Updated: Sep 25, 2017
Edited by- Kiara Lakdawala
Gaori was not gori and that was the biggest plight of her life. For a girl whose name meant ‘a fair-skinned girl’; she was as dark as the mud she grew her cabbages and potatoes in.
When she looked at herself in the mirror, she just saw her brown skin, not her beautiful almond eyes or her long and wavy hair. The colour of her skin was the sole factor that made her ugly, which she was reminded of every day. The town kids would sing, ‘Yeh kaali-kaali Gaori, tu ru tu …’as she would pass by them.
Though Gaori would laugh it off most of the time; she would sometimes be surprised to find herself red with humiliation. That’s when she would break down, asking God where her parents were and why they had to leave early.
Just at the mature yet tender age of eighteen, Gaori lost her parents to a landslide. They both were cabbage and potato farmers.

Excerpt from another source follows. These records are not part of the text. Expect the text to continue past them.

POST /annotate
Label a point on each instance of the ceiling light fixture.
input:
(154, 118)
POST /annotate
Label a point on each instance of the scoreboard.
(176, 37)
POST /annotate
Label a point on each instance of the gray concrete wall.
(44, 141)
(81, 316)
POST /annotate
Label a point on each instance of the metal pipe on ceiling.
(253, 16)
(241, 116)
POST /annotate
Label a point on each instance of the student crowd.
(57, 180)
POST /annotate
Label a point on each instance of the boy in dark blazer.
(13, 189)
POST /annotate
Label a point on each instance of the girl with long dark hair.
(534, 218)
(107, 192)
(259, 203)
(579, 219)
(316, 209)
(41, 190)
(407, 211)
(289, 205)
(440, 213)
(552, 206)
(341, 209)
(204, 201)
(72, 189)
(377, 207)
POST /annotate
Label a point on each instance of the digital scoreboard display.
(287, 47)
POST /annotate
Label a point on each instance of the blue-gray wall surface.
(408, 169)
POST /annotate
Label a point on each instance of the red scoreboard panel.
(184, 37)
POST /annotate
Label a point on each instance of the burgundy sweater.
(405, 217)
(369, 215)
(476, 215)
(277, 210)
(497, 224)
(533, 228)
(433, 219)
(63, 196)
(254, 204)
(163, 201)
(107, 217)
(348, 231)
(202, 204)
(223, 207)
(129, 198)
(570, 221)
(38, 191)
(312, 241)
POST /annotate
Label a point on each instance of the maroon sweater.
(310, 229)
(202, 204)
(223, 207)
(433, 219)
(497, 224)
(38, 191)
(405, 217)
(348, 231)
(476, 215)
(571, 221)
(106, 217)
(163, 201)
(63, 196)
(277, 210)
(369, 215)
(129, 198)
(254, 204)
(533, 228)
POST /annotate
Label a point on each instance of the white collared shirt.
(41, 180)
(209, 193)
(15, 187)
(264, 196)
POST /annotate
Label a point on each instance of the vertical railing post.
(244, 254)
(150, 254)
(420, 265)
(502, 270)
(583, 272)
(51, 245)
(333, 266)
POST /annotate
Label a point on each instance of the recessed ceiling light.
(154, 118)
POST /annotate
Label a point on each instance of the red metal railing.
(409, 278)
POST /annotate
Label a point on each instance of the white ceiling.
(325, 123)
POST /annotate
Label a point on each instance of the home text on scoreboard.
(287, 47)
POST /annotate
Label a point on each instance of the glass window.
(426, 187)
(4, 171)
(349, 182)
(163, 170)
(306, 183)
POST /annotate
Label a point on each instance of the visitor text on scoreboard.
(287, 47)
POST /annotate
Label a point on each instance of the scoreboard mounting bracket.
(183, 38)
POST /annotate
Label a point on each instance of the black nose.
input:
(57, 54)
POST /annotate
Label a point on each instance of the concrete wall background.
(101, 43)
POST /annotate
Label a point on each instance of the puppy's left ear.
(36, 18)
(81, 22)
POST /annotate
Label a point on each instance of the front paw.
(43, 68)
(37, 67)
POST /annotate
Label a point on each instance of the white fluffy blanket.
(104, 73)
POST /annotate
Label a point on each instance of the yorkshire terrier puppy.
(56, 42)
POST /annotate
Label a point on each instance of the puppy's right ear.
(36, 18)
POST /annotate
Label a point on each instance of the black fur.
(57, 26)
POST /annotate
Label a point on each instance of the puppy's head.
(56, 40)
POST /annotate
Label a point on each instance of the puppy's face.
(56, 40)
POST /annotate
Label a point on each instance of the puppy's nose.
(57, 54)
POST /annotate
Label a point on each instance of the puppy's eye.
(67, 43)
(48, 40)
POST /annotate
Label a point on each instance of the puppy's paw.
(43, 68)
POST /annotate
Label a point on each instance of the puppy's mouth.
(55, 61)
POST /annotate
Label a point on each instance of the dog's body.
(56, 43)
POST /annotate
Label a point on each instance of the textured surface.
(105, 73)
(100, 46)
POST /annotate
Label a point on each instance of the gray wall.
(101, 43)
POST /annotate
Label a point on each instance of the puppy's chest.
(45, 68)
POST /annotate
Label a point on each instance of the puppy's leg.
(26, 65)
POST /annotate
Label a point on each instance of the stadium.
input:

She had spent nearly all her childhood with them on their field, observing everything with her own keen eyes and learning how to love vegetables. In no time, it was discovered that she had green fingers too and the vegetables bloomed under her care. The three of them were happy in their own world of mud and plants, happily tired by the end of the day.
Now Gaori had a field to tend to but no one to tend with.
‘Arre didi! Aap ke liye Shimla se kuch laya hoon!’
Gaori came running out of her tiny house, adjusting her dupatta and sliding on her chappals.
‘What is it Sonu?’ asked Gaori excitedly.
‘An envelope. Why have you and your Maasi made me your personal postman? I go to Shimla for work, not for your personal errands.’
‘Stop sulking now, I’ll pack some kheer for you.’
Sonu’s frown instantly tugged upwards.
After bidding goodbye to a cheerful Sonu, Gaori set off to deliver some kheer to Pammi Aunty.
Pammi Aunty was an old widower who lived all by herself. Pammi Aunty and Gaori both were the only women in town who lived by themselves; hence they naturally became good friends.
Pammi Aunty’s door was wide open when Gaori reached there.
‘Aunty! Anyone can enter like this.’
‘Bache, what will anyone steal from me? All my valuables have already been given to my daughter-in-law.’
Gaori just shook her head. Aunty was extremely fond of acknowledging the fact that she was old but Gaori had become accustomed to it by now.
Pammi Aunty’s eyes directly went to the envelope in Gaori’s hand.
‘What is that? Love letter? During my time I used to get a lot of love letters. My brother used to go beat those boys up.’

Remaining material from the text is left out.